Fanusie ayrıca tedarik zinciri altyapı sağlayıcılarının işlem temelli kara para aklamayı önlemek için blockchain’i daha yakından araştırdığının altını çizdi. Bu tür para aklamalarda ithal ürünlerin fiyatı yasa dışı aktiviteler için para göndermek veya masraf çıkarmak adına artıp düşmektedir. Fanusie konuyla ilgili şunları kaydetti:
“Silah veya uyuşturucu ticareti yapmak veya kara para aklamak, terörist grupların kullanacağı kaynak aktarımı yapmak daha zor olmalıdır.”
Kavrama süreci
WannaCry fidye saldırıları sonrasındaki kriz ortamında birtakım resmi çalışma gün yüzüne çıktı.
Bu hafta ABD Kongresi’nin kararıyla Birleşik Milletler Uyuşturucu ve Suç Ofisi ile blockchain analiz firması Chainalysis arasında partnerlik anlaşması yapıldı. Anlaşmanın amacı kripto paralarla terörizm arasındaki potansiyel bağlantıları daha iyi anlamak.
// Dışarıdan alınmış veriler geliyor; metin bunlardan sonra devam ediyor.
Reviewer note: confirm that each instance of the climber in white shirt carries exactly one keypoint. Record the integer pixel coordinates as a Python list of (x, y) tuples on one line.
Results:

Fanusie’ye göre İran’da kripto para kullanımının fırlamasının ne anlama geleceğini daha iyi anlamak için kullanım örneklerine dair daha çok şey bilmek ve öğrenmek gerekiyor. Örneğin Çin’deki ve dünyadaki diğer ülke ve şehirlerdeki örnekler ile bankaların farklı farklı blockchain çözümlerini nasıl uyguladığına göz atmak gerekiyor.
Fanusie sözlerini şu şekilde bitiriyor:
“ABD perspektifinden bakarak şunu düşünmeliyiz: ABD sektörü geriden takip ederse bunu nasıl yorumlamalıyız? Eğer politikacılar bunu anlamazsa. Bu stratejik ulusal güvenlik ilgileri için ne demek oluyor? Soruyu cevaplamıyorum. Soruyorum.”